I switch distro once I start feeling that my current installation is too bloated and requires a heavy cleaning

Which is why I switched to nixos, so that I can’t bloat my system up with packages I eventually forget about

[-] Klaymore@sh.itjust.works 9 points 1 year ago

NixOS is so incredibly stable it's crazy. Even if my entire computer implodes I can just download my couple config files off github and get exactly the same system on a different computer.

[-] copylefty@lemmy.fosshost.com 6 points 1 year ago

I'm going to try Nix as my desktop OS. The only thing stopping me up until now is I like running the same OS that I run on servers (Debian). Do you think there's a good use case for Nix on servers?

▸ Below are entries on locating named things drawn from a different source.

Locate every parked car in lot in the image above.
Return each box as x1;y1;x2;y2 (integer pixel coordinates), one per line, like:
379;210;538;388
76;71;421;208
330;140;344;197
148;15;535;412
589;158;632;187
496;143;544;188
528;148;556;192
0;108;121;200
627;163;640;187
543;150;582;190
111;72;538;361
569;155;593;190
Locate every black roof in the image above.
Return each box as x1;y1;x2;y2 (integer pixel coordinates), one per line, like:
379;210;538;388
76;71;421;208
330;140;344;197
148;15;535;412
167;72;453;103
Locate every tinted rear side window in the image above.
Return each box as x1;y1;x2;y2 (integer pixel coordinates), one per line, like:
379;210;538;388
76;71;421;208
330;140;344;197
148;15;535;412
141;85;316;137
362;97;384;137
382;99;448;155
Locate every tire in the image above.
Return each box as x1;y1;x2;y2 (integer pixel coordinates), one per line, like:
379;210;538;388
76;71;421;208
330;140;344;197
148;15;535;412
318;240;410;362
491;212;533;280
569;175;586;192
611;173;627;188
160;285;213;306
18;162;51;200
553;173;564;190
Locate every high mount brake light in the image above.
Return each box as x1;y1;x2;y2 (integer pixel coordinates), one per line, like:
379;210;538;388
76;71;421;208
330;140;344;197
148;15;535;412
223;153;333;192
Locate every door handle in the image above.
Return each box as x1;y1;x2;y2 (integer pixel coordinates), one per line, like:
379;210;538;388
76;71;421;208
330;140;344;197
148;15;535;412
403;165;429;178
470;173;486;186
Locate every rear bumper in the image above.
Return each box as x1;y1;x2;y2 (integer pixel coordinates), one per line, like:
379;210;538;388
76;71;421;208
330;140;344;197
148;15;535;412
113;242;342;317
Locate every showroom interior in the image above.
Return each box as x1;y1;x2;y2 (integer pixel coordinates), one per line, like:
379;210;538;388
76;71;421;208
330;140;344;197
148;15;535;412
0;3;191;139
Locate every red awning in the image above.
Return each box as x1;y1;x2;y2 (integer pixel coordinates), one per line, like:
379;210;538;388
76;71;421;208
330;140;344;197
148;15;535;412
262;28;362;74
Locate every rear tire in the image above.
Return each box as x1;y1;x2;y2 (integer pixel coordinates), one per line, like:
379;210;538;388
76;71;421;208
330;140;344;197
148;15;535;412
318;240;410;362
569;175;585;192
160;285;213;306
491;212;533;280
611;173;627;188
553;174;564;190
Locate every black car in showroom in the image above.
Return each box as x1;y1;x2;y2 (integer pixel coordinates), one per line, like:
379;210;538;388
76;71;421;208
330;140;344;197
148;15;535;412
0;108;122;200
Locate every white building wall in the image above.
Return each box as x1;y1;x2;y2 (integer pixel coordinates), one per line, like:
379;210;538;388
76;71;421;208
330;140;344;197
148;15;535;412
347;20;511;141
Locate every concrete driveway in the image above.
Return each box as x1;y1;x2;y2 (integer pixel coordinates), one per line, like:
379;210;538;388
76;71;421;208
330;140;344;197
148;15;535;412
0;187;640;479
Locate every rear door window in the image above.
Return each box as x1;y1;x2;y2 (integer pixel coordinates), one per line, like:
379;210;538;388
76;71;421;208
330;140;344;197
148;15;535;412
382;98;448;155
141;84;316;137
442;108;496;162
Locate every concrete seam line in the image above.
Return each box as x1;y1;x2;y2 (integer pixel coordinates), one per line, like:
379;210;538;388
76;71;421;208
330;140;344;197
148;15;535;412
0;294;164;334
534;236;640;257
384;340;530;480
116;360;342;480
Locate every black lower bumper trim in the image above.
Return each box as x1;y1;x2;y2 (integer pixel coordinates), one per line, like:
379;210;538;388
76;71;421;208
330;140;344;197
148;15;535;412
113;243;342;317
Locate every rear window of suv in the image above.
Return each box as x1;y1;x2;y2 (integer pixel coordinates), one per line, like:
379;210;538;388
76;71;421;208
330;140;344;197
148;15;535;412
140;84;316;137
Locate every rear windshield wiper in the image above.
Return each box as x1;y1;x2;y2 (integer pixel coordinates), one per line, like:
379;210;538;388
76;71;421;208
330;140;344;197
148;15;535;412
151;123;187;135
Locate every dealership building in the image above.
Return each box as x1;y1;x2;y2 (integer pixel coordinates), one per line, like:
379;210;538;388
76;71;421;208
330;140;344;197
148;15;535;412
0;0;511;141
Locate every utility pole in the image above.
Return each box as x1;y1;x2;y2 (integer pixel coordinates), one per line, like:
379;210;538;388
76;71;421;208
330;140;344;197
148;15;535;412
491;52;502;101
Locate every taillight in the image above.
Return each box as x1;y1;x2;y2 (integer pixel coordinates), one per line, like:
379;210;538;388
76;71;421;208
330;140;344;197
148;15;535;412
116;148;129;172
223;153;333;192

[-] Klaymore@sh.itjust.works 5 points 1 year ago

Yeah NixOS is great for servers, since you're able to configure everything through the NixOS configs. Like if you want nginx you just add services.nginx.enable = true and similarly set the different virtualHosts and everything. That way your nginx configuration is stored in the same place as your system configuration, which can all be backed up with Git, and you can see everything running on your system and their configuration by just looking through your NixOS config.

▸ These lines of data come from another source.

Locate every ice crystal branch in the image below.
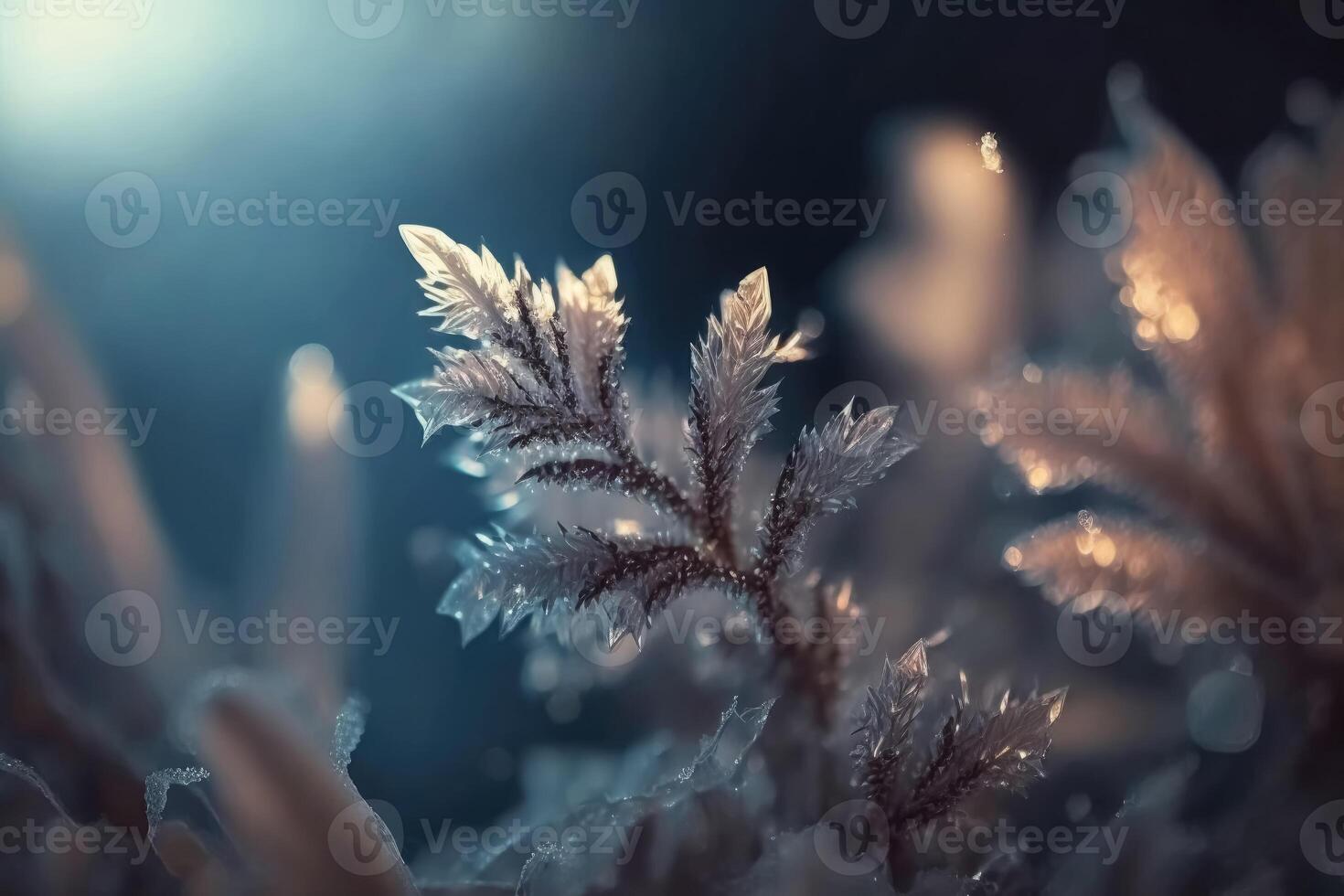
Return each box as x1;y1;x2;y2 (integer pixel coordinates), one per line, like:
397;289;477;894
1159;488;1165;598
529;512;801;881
398;227;914;714
849;641;1066;879
984;94;1344;671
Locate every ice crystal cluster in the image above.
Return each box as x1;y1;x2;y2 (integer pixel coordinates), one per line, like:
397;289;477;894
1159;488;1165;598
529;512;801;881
849;641;1064;887
400;226;914;699
984;91;1344;677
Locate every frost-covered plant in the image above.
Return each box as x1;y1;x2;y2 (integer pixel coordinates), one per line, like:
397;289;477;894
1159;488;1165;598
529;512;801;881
398;226;914;720
849;641;1064;888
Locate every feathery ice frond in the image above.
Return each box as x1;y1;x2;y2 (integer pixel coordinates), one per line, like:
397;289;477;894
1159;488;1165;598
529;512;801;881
398;227;912;719
687;267;806;556
849;639;929;771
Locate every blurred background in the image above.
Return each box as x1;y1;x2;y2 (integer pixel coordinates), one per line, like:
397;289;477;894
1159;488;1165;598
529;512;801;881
0;0;1344;880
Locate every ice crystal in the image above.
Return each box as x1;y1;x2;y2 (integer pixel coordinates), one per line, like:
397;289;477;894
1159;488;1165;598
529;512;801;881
0;752;74;824
851;641;1066;880
398;227;914;720
145;765;209;845
426;699;774;896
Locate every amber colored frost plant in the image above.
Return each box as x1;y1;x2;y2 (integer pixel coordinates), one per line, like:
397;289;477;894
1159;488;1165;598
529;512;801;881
998;91;1344;679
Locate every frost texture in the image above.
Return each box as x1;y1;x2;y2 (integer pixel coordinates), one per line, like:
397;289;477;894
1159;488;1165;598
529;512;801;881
145;765;209;849
851;639;929;771
0;752;75;825
328;698;368;773
398;226;914;716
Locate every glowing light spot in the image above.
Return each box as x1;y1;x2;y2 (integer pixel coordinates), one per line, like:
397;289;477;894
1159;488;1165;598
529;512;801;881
1163;303;1199;343
285;344;340;447
980;132;1004;175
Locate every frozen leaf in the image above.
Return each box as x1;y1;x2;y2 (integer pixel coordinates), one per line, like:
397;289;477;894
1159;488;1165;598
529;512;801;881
762;401;915;577
145;765;209;845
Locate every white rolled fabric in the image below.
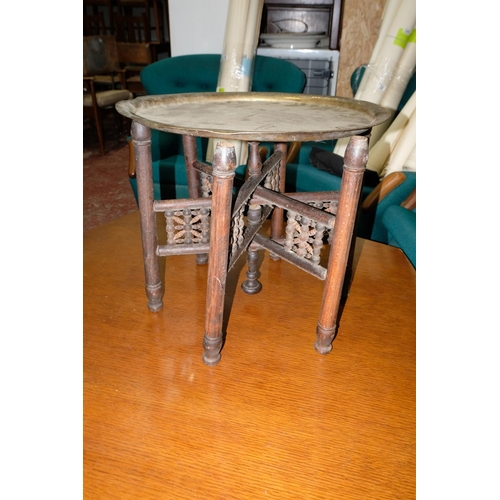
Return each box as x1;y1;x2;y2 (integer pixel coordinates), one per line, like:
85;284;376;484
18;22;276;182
333;0;416;156
207;0;264;165
370;29;417;147
381;109;417;177
366;91;417;175
403;143;417;172
356;0;402;97
238;0;264;92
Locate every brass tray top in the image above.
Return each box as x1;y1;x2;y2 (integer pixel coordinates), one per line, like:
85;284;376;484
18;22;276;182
116;92;391;142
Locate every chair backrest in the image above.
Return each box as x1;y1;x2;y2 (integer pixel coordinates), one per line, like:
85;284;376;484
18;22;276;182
141;54;306;95
83;35;120;76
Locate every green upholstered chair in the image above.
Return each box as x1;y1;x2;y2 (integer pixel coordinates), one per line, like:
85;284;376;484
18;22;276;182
382;205;417;268
286;66;416;243
129;54;306;200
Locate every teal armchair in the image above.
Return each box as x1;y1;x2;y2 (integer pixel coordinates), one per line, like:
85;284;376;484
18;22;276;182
129;54;306;200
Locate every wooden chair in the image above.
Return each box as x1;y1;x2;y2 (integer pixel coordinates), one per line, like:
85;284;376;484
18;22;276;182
83;0;115;36
123;54;306;200
115;13;170;95
83;35;133;154
117;0;168;42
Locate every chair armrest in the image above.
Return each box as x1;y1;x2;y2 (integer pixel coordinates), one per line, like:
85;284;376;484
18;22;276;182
361;172;406;211
401;188;417;210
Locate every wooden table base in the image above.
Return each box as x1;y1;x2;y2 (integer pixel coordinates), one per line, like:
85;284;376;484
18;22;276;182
84;213;415;500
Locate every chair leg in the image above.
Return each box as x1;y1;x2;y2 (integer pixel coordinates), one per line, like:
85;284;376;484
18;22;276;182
94;105;104;155
203;142;236;366
314;136;368;354
182;135;208;265
132;121;163;312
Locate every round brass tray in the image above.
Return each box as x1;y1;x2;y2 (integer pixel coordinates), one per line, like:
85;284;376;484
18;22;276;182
116;92;391;142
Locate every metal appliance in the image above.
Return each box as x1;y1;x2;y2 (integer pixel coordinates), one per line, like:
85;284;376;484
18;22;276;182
257;0;341;96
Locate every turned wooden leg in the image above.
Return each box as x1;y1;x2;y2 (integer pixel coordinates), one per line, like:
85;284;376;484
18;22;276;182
131;121;163;312
203;142;236;366
241;142;262;294
269;142;287;260
182;135;208;265
314;136;368;354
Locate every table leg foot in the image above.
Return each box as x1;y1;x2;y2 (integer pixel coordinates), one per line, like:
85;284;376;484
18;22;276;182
314;324;337;354
146;283;163;312
203;334;222;366
241;246;262;295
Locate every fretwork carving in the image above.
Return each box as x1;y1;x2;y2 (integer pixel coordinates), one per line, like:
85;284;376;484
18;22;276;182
165;208;210;245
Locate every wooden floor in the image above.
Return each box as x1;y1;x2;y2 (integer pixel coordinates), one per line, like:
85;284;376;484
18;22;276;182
84;212;416;500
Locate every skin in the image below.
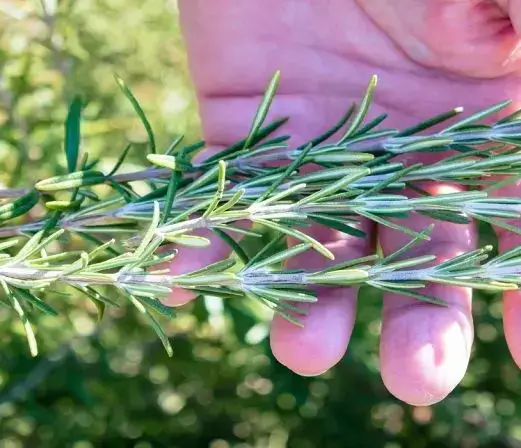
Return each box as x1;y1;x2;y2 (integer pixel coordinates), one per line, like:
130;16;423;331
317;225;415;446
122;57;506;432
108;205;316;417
169;0;521;405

[-] copylefty@lemmy.fosshost.com 2 points 1 year ago

That's very interesting. I use ansible to maintain configuring on my Debian services. I guess there'd be no need when running Nix

[-] dmrzl@programming.dev 4 points 1 year ago

Well, you still need to backup and restore your persistent drive, but that's trivial too.

[-] Klaymore@sh.itjust.works 4 points 1 year ago

Yeah, I use Impermanence and all my important things and dotfiles are synced between my devices. Other stuff is just games and stuff I can reinstall anytime.